Warren Buffett: Even Oracles Have Their Secrets, And the SEC Lets Them

Heidi Moore Nov 8, 2011

Warren Buffett gets a lot of attention as an investor. His folksy communication style, long, chatty investment letters, vocal disdain of Wall Street and sterling reputation have served him well, bolstering his enviable mythology. His “nothing to see here, folks” straightforwardness carried him largely unscathed through even a big insider trading scandal early this year, when his deputy David Sokol admitted to buying shares of a company before his boss did.

But even though Buffett often makes a show of despising Wall Street’s methods, he’s not averse to partaking of them. For instance, he derided derivaties as weapons of mass destruction, but he dabbled in them enough to lose nearly $2 billion on derivatives bets this quarter, even though Berkshire Hathaway recorded a profit for the quarter.

And he advocates transparency, but Buffett frequently asks regulators to cut him a break by allowing him to hide some of his bigger stock moves. (I did a report on that today here).

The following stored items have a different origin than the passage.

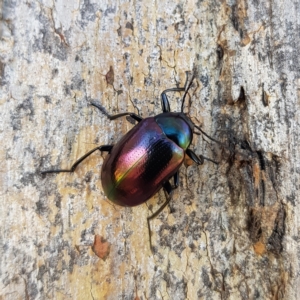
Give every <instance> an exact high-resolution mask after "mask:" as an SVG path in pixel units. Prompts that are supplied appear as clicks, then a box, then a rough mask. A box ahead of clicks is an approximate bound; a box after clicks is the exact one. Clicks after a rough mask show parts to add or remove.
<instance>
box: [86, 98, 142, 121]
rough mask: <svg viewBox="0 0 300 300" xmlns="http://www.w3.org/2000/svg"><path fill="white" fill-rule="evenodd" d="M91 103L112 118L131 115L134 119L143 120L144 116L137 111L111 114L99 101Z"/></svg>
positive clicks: (113, 118)
mask: <svg viewBox="0 0 300 300" xmlns="http://www.w3.org/2000/svg"><path fill="white" fill-rule="evenodd" d="M91 105H93V106H95V107H97V108H98V109H99V110H100V111H101V112H102V113H104V114H105V115H106V116H107V117H108V118H109V119H110V120H115V119H118V118H121V117H124V116H130V117H131V118H132V119H134V120H136V121H138V122H140V121H142V120H143V118H142V117H141V116H139V115H137V114H135V113H131V112H124V113H121V114H117V115H110V114H108V113H107V111H106V110H105V109H104V107H102V106H101V105H99V104H98V103H95V102H91Z"/></svg>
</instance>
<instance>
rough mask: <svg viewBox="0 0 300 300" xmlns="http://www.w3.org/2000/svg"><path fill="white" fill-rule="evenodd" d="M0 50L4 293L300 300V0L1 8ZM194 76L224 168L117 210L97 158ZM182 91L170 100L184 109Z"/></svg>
mask: <svg viewBox="0 0 300 300" xmlns="http://www.w3.org/2000/svg"><path fill="white" fill-rule="evenodd" d="M0 7H1V16H2V18H1V40H0V76H1V78H0V84H1V90H0V93H1V97H0V105H1V110H0V118H1V123H0V137H1V145H2V147H1V150H0V155H1V160H0V162H1V170H2V171H1V173H0V184H1V195H0V198H1V210H0V219H1V220H2V222H1V227H0V234H1V235H0V245H1V247H0V257H1V259H0V279H1V280H0V299H14V300H15V299H136V300H137V299H140V300H141V299H298V297H299V296H298V295H300V288H299V287H300V280H299V274H300V266H299V261H300V257H299V253H300V247H299V234H298V231H299V230H298V228H299V225H300V224H299V219H298V216H299V213H300V211H299V210H300V209H299V208H300V205H299V196H298V194H297V190H298V188H299V170H300V151H299V137H298V128H299V112H298V110H299V105H300V101H299V90H300V79H299V78H300V68H299V50H300V49H299V48H300V47H299V45H300V38H299V22H298V19H299V16H300V6H299V5H298V1H296V0H292V1H287V0H274V1H246V0H244V1H242V0H241V1H237V0H236V1H208V0H199V1H192V0H188V1H179V0H175V1H166V0H162V1H144V0H141V1H116V2H115V1H112V3H109V1H108V2H107V1H94V2H93V1H91V0H84V1H66V0H57V1H47V0H44V1H25V0H23V1H22V0H11V1H9V0H4V2H2V6H0ZM187 71H188V72H189V74H195V77H196V78H195V80H194V84H193V85H192V87H191V90H190V92H189V96H188V99H187V100H188V101H187V103H186V107H185V111H186V112H189V115H190V116H191V118H192V120H193V122H194V123H195V124H197V125H199V126H200V127H201V128H202V129H203V130H204V131H205V132H206V133H207V134H208V135H210V136H212V137H213V138H215V139H216V140H218V141H220V143H215V142H213V141H211V140H210V139H208V138H207V137H206V136H205V135H199V136H198V135H195V136H194V140H193V143H192V145H191V149H193V150H194V151H195V152H196V153H197V154H198V155H200V154H202V155H204V156H206V157H208V158H212V159H213V160H217V161H218V162H219V164H218V165H215V164H213V163H212V162H210V161H205V163H204V164H203V165H201V166H196V165H194V164H192V165H189V166H182V167H181V169H180V186H179V188H178V189H177V190H176V191H175V193H174V195H173V199H172V201H171V203H170V205H169V207H167V208H166V209H164V211H163V212H162V213H161V214H160V215H159V216H158V217H157V218H156V219H154V220H152V221H151V229H152V241H153V244H154V252H153V253H152V252H151V251H150V248H149V235H148V229H147V217H148V216H150V215H151V214H152V213H153V212H154V211H156V210H157V209H158V208H159V207H160V206H161V205H162V203H163V202H164V201H165V196H164V193H163V192H162V191H161V192H159V193H158V194H157V195H154V196H153V198H151V199H150V200H149V201H148V202H147V203H145V204H143V205H140V206H137V207H134V208H124V207H119V206H116V205H113V204H112V203H110V202H109V201H108V200H107V198H106V197H105V195H104V193H103V190H102V186H101V180H100V172H101V166H102V164H103V159H104V157H105V154H101V153H100V152H99V153H94V154H93V155H91V156H90V157H89V158H88V159H86V160H85V161H84V162H83V163H82V164H80V165H79V166H78V168H77V169H76V171H75V172H74V173H61V174H47V175H41V171H42V170H47V169H51V168H69V167H70V166H71V165H72V163H73V162H75V161H76V159H78V158H79V157H81V156H82V155H84V154H85V153H87V152H88V151H89V150H91V149H92V148H94V147H96V146H97V145H105V144H115V143H116V142H117V141H118V140H119V139H120V138H121V137H122V136H123V135H124V134H125V133H126V132H127V131H128V130H130V128H132V127H133V126H134V125H133V124H131V123H129V122H127V121H126V119H125V118H123V119H119V120H116V121H109V120H108V119H107V118H106V116H105V115H104V114H103V113H102V112H101V111H99V110H97V109H96V108H95V107H92V106H91V105H90V103H91V101H94V102H97V103H99V104H100V105H102V106H103V107H104V108H105V109H106V111H107V112H109V113H111V114H116V113H121V112H125V111H130V112H134V113H137V114H139V115H141V116H142V117H148V116H154V115H157V114H159V113H160V112H161V105H160V93H161V92H162V91H163V90H164V89H167V88H172V87H175V86H183V85H184V82H185V76H186V75H185V73H186V72H187ZM182 96H183V95H182V93H181V94H180V93H174V94H170V95H169V99H170V105H171V109H172V111H180V108H181V99H182Z"/></svg>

The Securities and Exchange Commission is usually hesitant about granting anyone a break, but since Buffett really can move markets, he does pretty well when he asks for privacy – in fact, about half the time when Berkshire Hathaway files its investment reports, the company omits some information according to University of Maryland business professor David Kass.

Berkshire has been playing its cards closer to the vest to prevent copycat trades. In the first and second quarters of this year, Berkshire blocked some of its investments from appearing in its public 13F filings of its investment positions. The SEC allows some companies to get exemptions from disclosing their investments for up to a year, particularly when those companies are accumulating big blocks of stock and want to keep their edge over other investors.

This year Berkshire has called on that privacy in every quarter so far. That makes it hard for Buffett-watchers to get a good read on the investment strategy of Buffett’s successors – if the firm is hiding the trades that can really move markets, it’s hard to tell what Berkshire Hathaway’s view of the world is.

It complicates matters that not one, but two people from the infamously secretive world of hedge-funds as his successors: Todd Combs and Ted Wechsler.

Hedge funds are just this: experts who manage other people’s money, but mainly if those people are wealthy enough to pay giant fees. That includes rich families, big pension funds or college endowments.

One characteristic of the hedge fund world is that it’s populated with investors who despise revealing any aspect of their investing plans. There are thousands of hedge funds, so to fend off the competition, they like their investors to think that they are each beautiful and unique snowflakes, with wildly divergent and “proprietary” strategies and no two funds exactly alike. The difference in hedge funds can only be described, in civilized conversation, in terms of the putative brilliance of their respective fund managers.

This works fine for hedge funds because almost all of them are private, with private investors. They can take risks and lose money and make it all up within the year. But history shows that when public firms – including banks and money managers- try to act like hedge funds, disaster soon ensues. MF Global, for instance, took giant risks with its own money, using a lot of leverage, and within months ended up in bankruptcy. To a lesser extent, a lot of banks acted like hedge funds by using their “proprietary trading” arms, which made bets on mortgage derivatives using their firms’ “own” money. Of course, when those bets failed, the banks didn’t pay with their “own” money; they made good with taxpayer money.

All of which generally supports the idea of leaving hedge-fund type investing, with its secrecy and its bold risks, to hedge funds. Berkshire Hathaway, an admired conglomerate that carries Buffett’s longtime reputation for transparency, made its name as a value investor that held on to stocks for a long time – so it didn’t care that a lot of people might pile in or leave a stock in the short term. With two hedge-fund managers at the helm, will Berkshire turn a closer eye on the short term?